Le responsable fédéral estime disposer de prérogatives clairement définies sur le papier, mais qui lui seraient retirées dans la pratique.
Les matchs contre les États-Unis et l’Arabie saoudite cités
Parmi les exemples avancés figurent les négociations liées aux rencontres amicales contre les États-Unis et l’Arabie saoudite.
Bamba Ba affirme que ces discussions auraient été conduites exclusivement entre le président de la Fédération et le secrétaire général.
N’ayant pas été associé aux démarches, il a formellement refusé d’endosser la responsabilité des conditions dans lesquelles ces matchs auraient été négociés.
Cette situation illustre, selon lui, une gestion en vase clos et une marginalisation des commissions pourtant chargées de traiter certains dossiers spécialisés.
Un bénéfice d’un milliard revendiqué contre le Pérou
Face aux critiques ou aux interrogations sur son action, Bamba Ba a présenté les résultats obtenus sous sa responsabilité.
Il a notamment évoqué le match amical contre le Pérou, qu’il présente comme la seule rencontre dont il aurait personnellement assuré la coordination.
Selon les chiffres qu’il a communiqués au Comité exécutif, cette rencontre aurait généré un bénéfice net d’un milliard de francs CFA pour les caisses de la Fédération sénégalaise de football.
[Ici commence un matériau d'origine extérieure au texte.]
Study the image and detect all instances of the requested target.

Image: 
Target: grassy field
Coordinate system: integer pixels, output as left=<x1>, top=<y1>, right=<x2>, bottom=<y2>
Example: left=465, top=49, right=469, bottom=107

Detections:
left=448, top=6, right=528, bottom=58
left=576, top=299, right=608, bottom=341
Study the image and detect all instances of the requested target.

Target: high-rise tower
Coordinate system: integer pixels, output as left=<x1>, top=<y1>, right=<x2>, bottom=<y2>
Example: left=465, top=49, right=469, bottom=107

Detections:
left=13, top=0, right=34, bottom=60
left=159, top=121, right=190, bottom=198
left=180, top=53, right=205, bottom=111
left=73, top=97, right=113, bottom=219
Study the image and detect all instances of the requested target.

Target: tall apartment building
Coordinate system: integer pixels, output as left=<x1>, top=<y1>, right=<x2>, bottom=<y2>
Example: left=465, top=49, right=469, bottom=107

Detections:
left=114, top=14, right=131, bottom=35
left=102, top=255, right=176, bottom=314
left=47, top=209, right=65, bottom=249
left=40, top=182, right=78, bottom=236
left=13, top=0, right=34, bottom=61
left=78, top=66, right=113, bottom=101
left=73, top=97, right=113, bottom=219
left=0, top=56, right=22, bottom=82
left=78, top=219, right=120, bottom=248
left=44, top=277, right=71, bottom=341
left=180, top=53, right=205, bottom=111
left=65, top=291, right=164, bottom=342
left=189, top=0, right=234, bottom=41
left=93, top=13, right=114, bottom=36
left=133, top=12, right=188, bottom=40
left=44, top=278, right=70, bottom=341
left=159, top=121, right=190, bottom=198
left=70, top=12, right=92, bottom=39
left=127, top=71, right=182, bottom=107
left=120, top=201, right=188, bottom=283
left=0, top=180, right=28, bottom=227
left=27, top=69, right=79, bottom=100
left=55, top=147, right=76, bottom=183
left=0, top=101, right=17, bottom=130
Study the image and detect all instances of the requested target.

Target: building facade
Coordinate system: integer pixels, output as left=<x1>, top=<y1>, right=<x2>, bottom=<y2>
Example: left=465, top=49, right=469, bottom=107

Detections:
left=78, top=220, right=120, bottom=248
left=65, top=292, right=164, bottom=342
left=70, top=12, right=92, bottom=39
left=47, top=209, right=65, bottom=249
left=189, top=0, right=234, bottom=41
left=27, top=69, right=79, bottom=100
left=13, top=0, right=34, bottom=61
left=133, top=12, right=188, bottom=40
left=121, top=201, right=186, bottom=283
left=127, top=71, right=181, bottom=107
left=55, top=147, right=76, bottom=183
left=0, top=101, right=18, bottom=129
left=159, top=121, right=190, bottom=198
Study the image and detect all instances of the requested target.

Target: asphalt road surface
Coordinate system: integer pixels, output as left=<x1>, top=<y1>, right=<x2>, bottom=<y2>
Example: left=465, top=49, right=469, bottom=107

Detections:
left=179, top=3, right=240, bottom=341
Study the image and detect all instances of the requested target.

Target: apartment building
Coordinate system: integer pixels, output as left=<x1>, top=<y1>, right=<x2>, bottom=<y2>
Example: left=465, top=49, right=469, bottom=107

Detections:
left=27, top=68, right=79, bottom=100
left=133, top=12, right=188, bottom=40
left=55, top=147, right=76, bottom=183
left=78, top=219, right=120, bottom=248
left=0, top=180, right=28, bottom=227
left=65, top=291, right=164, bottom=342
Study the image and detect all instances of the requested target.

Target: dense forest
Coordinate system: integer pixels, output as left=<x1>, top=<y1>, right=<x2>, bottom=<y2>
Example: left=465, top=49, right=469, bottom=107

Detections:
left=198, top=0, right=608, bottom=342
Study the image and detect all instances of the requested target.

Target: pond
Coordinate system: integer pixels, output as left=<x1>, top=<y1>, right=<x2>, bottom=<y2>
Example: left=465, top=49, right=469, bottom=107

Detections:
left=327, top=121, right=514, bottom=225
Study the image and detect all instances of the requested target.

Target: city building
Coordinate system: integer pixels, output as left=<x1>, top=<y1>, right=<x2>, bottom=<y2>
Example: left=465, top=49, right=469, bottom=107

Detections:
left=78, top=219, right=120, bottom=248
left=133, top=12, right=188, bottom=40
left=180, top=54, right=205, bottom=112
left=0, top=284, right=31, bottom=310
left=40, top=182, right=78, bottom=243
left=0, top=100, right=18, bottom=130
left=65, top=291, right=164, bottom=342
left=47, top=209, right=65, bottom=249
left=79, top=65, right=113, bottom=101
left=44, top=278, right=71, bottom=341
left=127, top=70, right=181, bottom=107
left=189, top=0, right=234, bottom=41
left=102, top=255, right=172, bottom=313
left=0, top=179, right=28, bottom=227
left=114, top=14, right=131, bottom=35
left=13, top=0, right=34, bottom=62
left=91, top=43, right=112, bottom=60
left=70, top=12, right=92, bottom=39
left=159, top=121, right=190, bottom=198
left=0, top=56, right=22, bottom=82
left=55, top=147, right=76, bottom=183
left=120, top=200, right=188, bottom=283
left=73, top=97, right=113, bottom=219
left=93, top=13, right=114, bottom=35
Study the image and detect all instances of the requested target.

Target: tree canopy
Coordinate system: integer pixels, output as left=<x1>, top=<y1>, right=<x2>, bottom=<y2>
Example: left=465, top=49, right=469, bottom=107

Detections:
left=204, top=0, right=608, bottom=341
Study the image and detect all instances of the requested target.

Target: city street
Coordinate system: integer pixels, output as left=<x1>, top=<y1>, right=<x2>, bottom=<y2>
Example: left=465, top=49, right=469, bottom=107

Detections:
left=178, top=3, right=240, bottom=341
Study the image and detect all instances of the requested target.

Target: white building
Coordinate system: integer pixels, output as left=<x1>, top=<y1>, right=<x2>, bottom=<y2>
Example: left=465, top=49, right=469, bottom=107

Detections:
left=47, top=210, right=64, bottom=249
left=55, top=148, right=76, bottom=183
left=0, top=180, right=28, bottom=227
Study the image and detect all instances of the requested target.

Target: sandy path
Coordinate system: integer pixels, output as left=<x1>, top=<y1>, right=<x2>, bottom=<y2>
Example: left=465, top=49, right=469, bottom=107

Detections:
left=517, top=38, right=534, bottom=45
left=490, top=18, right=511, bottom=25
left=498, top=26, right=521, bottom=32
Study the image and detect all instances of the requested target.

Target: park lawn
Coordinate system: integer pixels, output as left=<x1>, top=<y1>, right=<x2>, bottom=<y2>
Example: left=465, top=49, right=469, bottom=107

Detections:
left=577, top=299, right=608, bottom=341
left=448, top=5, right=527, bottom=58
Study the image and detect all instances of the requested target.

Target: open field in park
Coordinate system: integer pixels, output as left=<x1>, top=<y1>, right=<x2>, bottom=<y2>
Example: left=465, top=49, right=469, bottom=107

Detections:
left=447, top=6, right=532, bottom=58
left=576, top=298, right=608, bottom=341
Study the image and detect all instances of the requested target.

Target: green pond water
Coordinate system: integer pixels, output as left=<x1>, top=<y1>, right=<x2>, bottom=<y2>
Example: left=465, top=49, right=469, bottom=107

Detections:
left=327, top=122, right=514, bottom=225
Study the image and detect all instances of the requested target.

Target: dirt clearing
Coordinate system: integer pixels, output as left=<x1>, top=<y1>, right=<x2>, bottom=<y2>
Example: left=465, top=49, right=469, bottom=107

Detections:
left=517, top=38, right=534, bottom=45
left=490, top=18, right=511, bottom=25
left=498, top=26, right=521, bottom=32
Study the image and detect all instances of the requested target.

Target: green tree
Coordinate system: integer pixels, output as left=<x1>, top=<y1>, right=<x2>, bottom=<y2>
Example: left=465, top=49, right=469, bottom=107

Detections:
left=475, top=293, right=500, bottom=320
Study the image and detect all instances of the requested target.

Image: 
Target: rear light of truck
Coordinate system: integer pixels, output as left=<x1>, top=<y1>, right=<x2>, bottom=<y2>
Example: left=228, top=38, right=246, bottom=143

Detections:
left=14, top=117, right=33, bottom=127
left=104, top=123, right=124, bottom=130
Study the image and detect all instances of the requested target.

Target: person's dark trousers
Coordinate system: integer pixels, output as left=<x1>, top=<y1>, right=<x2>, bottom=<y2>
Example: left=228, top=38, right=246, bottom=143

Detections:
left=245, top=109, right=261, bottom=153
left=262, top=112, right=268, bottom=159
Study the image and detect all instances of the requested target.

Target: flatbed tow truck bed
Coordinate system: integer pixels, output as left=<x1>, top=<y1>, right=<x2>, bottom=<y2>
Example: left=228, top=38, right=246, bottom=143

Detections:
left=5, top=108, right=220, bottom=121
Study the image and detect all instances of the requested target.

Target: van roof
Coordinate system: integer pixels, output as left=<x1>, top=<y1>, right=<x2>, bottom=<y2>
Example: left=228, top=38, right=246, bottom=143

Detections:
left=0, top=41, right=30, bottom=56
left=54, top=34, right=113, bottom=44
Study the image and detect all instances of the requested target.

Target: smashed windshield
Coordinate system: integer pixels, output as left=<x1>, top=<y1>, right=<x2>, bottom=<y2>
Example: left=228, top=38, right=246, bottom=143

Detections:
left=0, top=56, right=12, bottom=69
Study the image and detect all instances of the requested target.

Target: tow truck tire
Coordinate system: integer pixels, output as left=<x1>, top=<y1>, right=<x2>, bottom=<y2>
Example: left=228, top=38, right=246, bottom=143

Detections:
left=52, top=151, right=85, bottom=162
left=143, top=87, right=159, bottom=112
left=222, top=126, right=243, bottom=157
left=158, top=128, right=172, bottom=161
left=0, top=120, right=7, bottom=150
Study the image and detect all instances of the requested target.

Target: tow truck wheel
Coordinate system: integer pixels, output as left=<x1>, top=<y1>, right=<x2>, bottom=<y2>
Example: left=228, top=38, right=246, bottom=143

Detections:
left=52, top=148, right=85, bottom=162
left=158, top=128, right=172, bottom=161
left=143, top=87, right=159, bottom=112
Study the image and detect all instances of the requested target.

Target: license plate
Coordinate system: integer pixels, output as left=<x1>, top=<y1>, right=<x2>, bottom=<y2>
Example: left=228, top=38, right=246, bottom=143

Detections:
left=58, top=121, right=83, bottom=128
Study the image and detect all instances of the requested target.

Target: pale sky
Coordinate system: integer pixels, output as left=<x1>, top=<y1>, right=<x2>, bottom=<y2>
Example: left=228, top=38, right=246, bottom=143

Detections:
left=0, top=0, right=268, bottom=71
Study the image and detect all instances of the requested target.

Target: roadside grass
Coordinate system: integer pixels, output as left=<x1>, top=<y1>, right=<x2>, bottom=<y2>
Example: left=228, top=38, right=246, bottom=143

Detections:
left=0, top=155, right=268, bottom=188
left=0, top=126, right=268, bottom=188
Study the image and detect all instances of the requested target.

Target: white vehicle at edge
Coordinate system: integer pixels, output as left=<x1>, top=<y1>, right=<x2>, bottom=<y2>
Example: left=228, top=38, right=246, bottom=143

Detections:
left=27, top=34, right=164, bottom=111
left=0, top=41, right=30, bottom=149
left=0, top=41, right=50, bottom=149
Il considère ce résultat comme la preuve de sa capacité à organiser des opérations rentables lorsqu’il dispose réellement de la maîtrise des dossiers.
Le contrat de la BNDE et la valorisation de la Tanière
Sur le plan du sponsoring, Bamba Ba a également revendiqué le triplement du contrat conclu avec la Banque nationale pour le développement économique, par comparaison avec le précédent accord avec Coris.
Il affirme aussi avoir contribué à une valorisation plus importante de la Tanière, de l’image de la Fédération et des activités entourant la Coupe d’Afrique des nations jusqu’à la Coupe du monde.
Les Échos rapporte également qu’il a évoqué l’obtention d’une subvention destinée aux tenues.
Ces résultats ont été présentés par Bamba Ba pour démontrer que sa commission aurait produit des performances concrètes, malgré les difficultés de fonctionnement interne qu’il dénonce.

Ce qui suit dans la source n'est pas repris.